Signaling the start of Sandcastle Weekend, the Friday, June 19, parade boasted clowns, mermaids, Boy Scouts and more. Garnering hundreds of spectators, children and adults alike lined the curbs and sidewalks of Hemlock Street, reveling in the rare spectacle.
“Nobody really knew that we were doing it last year,” Sandcastle Contest Chairwoman Debbie Nelson said. “This year there were so many people lined up waiting for us. So that was very fun.” Nelson resurrected the parade in 2014.
Participants came from Cannon Beach and beyond, including Seaside’s Boy Scout Troop 642, the Oregon Mermaids, the Haystack Rock Awareness Program and more.
Wearing loud face paint, colorful, ill-fitting attire and devilish grins, the Astoria Clowns were a fan favorite. Atop minibikes and piloting a wildly painted wagon, complete with sirens and a pipe-organist in tow, the storied group swerved through the streets and into the crowd, sharing hugs and high-fives along the way.
“The clowns, they’re crazy!” Dana Jones, who brought her two children from Seaside for the parade, said. Jones too enjoyed the oddity. “It’s kind of fun to see a bunch of old men riding around on bicycles,” she said.

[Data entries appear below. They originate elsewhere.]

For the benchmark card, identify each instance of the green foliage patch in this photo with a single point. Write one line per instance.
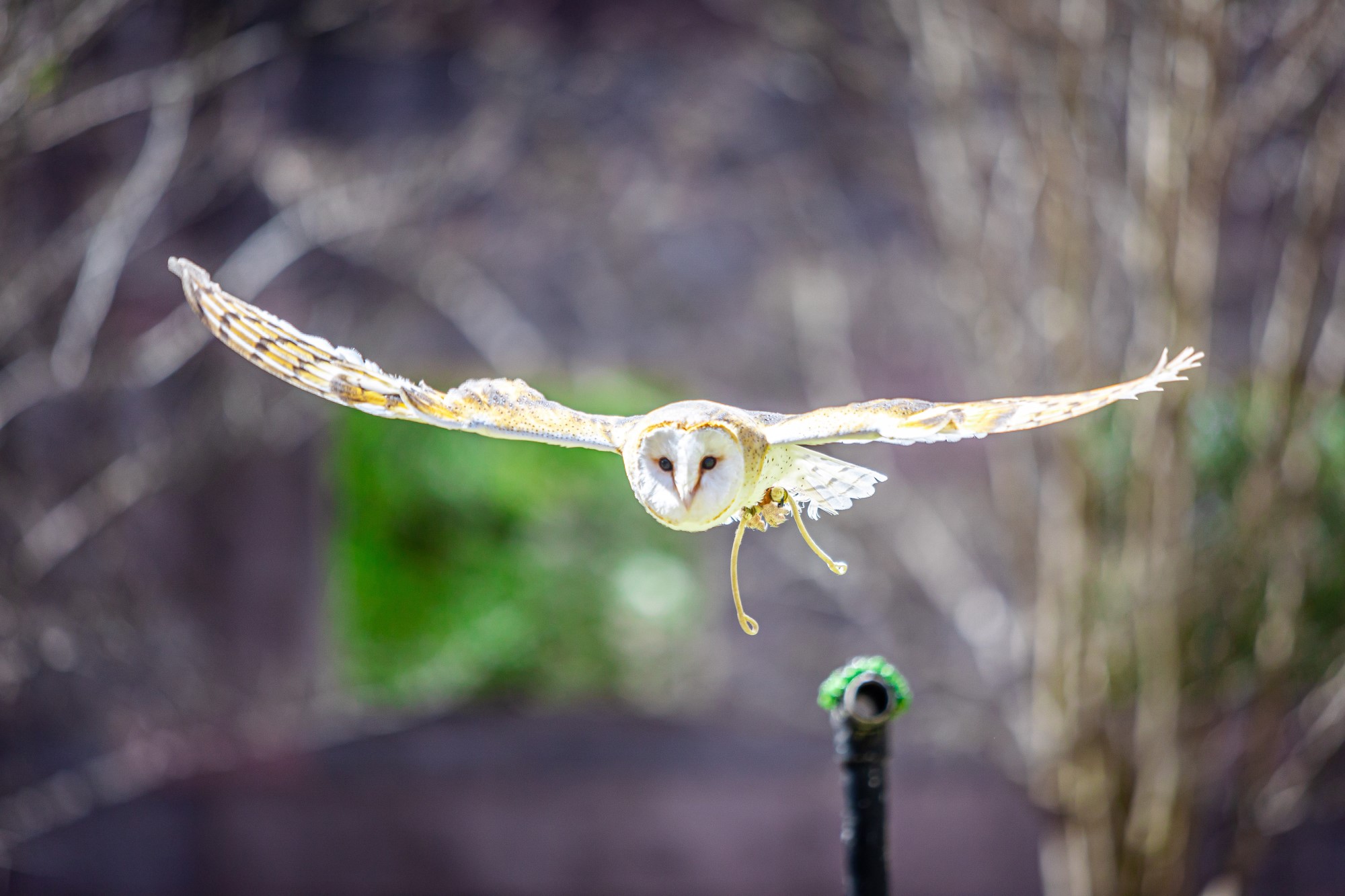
(469, 567)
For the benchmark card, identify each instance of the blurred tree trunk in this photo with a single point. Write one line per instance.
(1077, 161)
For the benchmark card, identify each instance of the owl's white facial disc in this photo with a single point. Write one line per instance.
(688, 478)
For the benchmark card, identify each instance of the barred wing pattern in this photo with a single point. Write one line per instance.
(498, 408)
(828, 483)
(906, 421)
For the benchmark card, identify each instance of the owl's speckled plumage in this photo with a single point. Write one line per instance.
(693, 464)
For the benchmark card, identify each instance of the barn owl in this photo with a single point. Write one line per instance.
(692, 464)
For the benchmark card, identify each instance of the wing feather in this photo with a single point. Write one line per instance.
(907, 421)
(827, 483)
(500, 408)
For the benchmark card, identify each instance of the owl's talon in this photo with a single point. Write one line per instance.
(839, 567)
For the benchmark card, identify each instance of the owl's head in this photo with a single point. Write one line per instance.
(688, 475)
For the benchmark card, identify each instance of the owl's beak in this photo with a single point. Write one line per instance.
(688, 483)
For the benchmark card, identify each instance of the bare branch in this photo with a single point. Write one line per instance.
(116, 233)
(135, 92)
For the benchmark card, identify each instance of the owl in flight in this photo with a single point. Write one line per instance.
(692, 464)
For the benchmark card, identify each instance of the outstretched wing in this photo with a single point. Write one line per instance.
(907, 421)
(827, 483)
(500, 408)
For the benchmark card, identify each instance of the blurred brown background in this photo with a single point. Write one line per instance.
(1124, 633)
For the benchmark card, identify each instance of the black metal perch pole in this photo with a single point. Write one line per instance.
(863, 697)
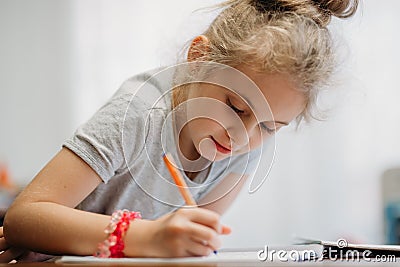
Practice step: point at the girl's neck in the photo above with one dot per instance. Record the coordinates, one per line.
(192, 162)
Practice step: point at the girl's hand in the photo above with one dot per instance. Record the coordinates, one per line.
(186, 232)
(8, 253)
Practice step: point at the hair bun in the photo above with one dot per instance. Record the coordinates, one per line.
(338, 8)
(320, 11)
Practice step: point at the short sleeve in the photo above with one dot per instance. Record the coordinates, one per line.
(99, 141)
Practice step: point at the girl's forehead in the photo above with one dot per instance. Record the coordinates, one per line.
(267, 94)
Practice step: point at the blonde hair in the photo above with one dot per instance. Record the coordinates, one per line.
(278, 36)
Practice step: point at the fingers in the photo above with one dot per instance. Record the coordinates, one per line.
(205, 236)
(206, 217)
(3, 243)
(10, 255)
(199, 249)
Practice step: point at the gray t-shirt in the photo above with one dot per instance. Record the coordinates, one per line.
(124, 142)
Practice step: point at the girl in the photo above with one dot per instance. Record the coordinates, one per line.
(256, 68)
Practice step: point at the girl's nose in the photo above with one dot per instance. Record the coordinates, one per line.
(240, 135)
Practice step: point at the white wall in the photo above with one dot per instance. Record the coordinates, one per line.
(60, 60)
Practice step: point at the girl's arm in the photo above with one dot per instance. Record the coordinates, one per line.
(43, 218)
(221, 197)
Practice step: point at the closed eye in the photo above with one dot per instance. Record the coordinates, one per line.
(238, 111)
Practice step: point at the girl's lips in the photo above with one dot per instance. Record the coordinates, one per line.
(220, 147)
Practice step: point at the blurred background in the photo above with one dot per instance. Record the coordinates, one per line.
(61, 60)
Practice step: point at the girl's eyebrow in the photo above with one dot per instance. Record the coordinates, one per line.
(251, 105)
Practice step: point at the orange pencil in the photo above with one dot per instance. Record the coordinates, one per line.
(179, 181)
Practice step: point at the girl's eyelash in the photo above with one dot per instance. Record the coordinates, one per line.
(239, 111)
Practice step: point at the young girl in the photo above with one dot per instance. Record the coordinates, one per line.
(255, 69)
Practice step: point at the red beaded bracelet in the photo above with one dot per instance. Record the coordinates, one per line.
(113, 246)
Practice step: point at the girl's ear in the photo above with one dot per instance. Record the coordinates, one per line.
(198, 48)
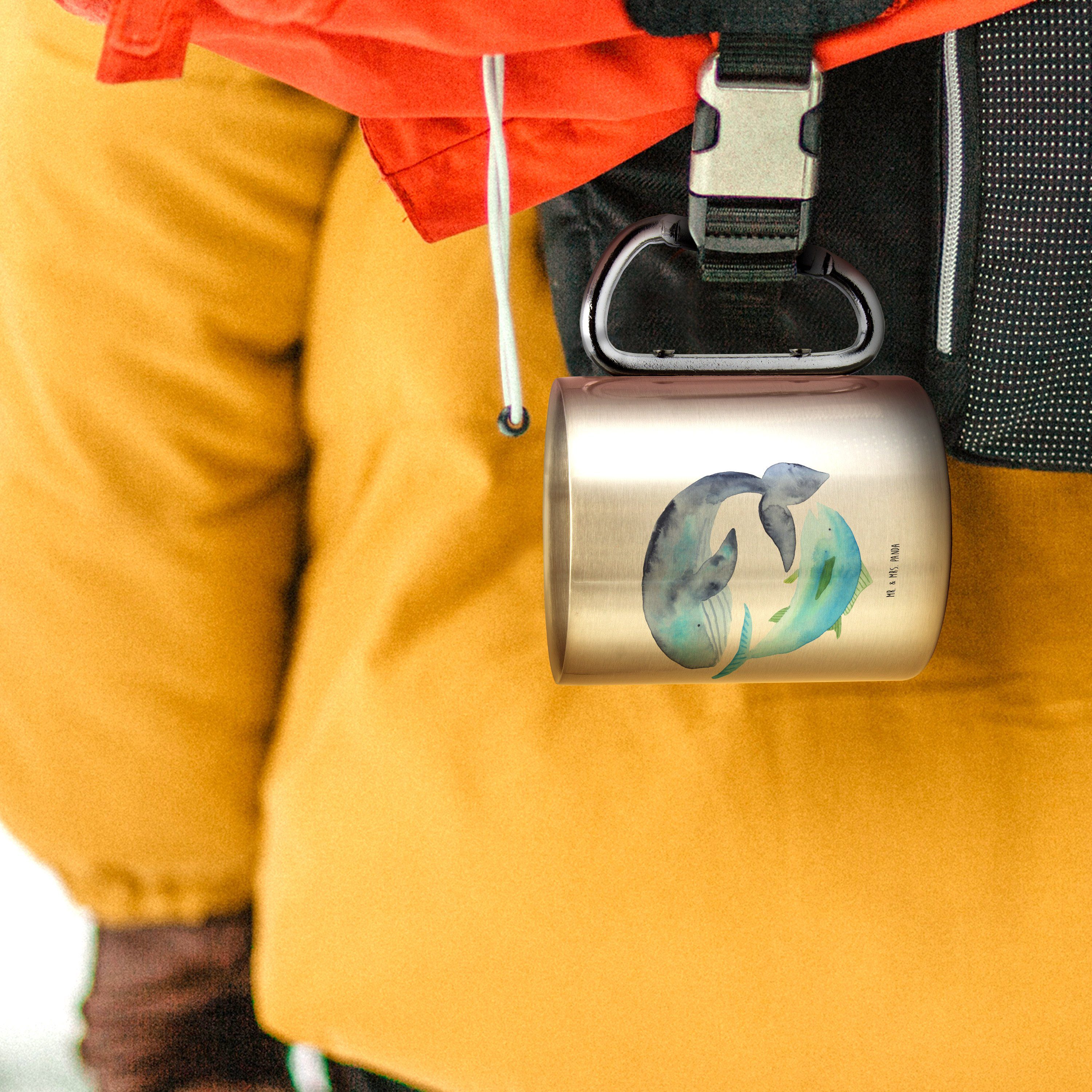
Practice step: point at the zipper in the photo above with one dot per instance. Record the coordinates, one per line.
(954, 195)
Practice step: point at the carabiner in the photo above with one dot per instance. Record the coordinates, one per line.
(673, 232)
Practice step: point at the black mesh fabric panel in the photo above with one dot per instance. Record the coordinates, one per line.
(1030, 353)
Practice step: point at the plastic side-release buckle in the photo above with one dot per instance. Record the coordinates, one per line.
(146, 40)
(753, 165)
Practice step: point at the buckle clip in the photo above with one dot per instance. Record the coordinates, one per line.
(755, 143)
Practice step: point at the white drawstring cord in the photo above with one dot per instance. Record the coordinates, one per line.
(514, 420)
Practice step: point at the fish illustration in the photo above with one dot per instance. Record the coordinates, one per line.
(684, 591)
(830, 579)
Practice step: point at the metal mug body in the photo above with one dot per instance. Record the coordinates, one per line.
(740, 529)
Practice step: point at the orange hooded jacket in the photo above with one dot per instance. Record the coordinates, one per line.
(586, 89)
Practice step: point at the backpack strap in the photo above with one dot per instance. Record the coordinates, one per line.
(753, 161)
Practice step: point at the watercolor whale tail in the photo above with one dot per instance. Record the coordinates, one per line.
(826, 588)
(684, 590)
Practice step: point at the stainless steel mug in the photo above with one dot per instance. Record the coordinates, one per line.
(743, 528)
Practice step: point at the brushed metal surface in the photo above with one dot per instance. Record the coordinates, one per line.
(620, 449)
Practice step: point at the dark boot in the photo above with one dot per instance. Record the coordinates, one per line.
(171, 1009)
(352, 1079)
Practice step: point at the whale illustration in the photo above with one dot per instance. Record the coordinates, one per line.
(829, 581)
(684, 591)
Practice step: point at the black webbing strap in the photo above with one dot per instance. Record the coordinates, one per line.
(770, 223)
(749, 58)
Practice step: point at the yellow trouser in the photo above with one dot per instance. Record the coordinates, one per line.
(470, 877)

“We do a number of different parades,” said clown Chuck Westerlund (aka “Swiggy”). “Some are huge. This is rather small, but it’s good for the town.”
Regardless of size, Westerlund added, the joy of clowning is simple: “Just seeing the smiles on the young children, saying ‘Mr. Clown! Mr. Clown! Can I have a hug?’ Stuff like that is cool.”
Floats from local businesses were on hand as well, including Coaster Construction, pulling a replica sandcastle, and the Chocolate Cafe, whose marchers passed out samples from a tiny yellow van.
The procession also made room for nonprofit groups like the campaign for a new charter school, the Cannon Beach Farmers Market, whose sign reminded attendees to “make half your plate fruits and vegetables,” and the Coaster Theatre, promoting their production of “Little Shop of Horrors” with bright set-pieces.
The parade’s long tail was comprised of local servicemen and women, including fire trucks, medical vehicles and Gunner the police dog. Their inclusion was fitting, as the event was organized in large part by Cannon Beach Police Chief Jason Schermerhorn.
In its second year back, the parade seemed to have grown.
“Last year it took us 20 minutes to go through,” Nelson said. “This year it took about a half-hour. So a few more people got on the bandwagon and said ‘Hey, I want to be involved too!’”
“There used to be only the sandcastle build on Saturday morning,” Nelson added. “We’ve now created a three-day, six-event weekend. This kicks off the entire weekend.”
After the parade, visitors were encouraged to attend a dinner at the Chamber of Commerce.
“It’s very much a success,” Nelson said of the parade. “I just love seeing the smiles on everyone’s faces as you go through town.”